The Jackal is a sloppy, sloppy thriller (and not in terms of blood and gore). Characters get tangled, the plots vanish without a trace, and even the action sequences seem second-hand. After the FBI assists the Russian government pin a murder on the son of a powerful crime lord, vengeance is sworn. The crime lord calls in the services of “The Jackal” (Bruce Willis), a mysterious assassin with a hefty price tag and a penchant for secrecy.
He’s so secret, that the FBI has no idea what he looks like, or who he is, but they suspect he’ll be gunning for the head of the FBI. Pooling the resources of both countries, FBI man Preston (Sidney Poitier) is assisted the the Russian Major Koslova (Diane Venora) to track down the killer. Only one person is their tenuous link to The Jackal, a retired Basque terrorist (Mathilda May), whose whereabouts are also unknown.
Therefore, the task force tracks down the woman’s former lover, imprisoned IRA sharpshooter Declan Mulqueen (Richard Gere). Declan refuses to give away her whereabouts, but claims to have knowledge of The Jackal and his methods.
So, in one of many inexplicable decisions made in the movie, Preston decides to trust Declan. Not with suspicion, or even much hesitation considering his past and current status as a prisoner. No, Declan is made a full part of the team and trusted completely. He’s even left alone for long stretches of time…and this is before they have any confirmation that he’s really ever met The Jackal!
Meanwhile, in a role that seems derivative of John Malkovich’s assassin in In the Line of Fire, yet without the personality, The Jackal zigzags his way across two countries, donning a new disguise for each scene. Well, actually in some scenes he has more than one disguise, which he changes halfway through… in public… I mean, are these the actions of a man trying to be inconspicuous?

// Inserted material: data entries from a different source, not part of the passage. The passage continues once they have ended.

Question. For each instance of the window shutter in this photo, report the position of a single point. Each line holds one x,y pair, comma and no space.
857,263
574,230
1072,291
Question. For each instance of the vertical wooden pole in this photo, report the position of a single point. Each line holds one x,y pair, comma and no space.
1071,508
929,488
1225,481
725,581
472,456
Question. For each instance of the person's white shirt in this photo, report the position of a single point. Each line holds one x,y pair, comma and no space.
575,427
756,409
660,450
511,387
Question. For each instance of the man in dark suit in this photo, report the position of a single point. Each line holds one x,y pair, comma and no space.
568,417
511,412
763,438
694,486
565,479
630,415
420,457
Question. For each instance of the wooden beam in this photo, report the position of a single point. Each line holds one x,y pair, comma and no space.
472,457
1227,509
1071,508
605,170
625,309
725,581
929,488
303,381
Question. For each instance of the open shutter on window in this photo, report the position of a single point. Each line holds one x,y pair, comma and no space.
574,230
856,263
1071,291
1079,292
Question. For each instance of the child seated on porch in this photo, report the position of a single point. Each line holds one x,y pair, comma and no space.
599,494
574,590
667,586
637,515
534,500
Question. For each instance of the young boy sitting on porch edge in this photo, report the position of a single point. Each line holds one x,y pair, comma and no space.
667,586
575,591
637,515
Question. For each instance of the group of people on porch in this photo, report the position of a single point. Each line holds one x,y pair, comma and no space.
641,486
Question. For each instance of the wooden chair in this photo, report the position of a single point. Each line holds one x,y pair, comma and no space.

At least we know he’s evil. He, along with his Russian employer (in a scene you might recall from The Untouchables), get to ruthlessly slaughter other “innocent” bad guys as the coup de grace to show they are eviler than evil. I guess this is done to justify having a terrorist as the good guy.
Anyhow, the filmmakers must get confused here and there due to The Jackal’s frequent identity swaps. In the confusion, several subplots are muddled or lost completely (What’s the deal with the hijackers?).
There are a couple of scenes in The Jackal that are somewhat fun to watch, but they aren’t nearly as thrilling as the original movies that they were cribbed from. With strong direction and a better script, The Jackal could have been a decent thriller, but director Michael Caton-Jones doesn’t deliver, and a hideous script make this one to miss.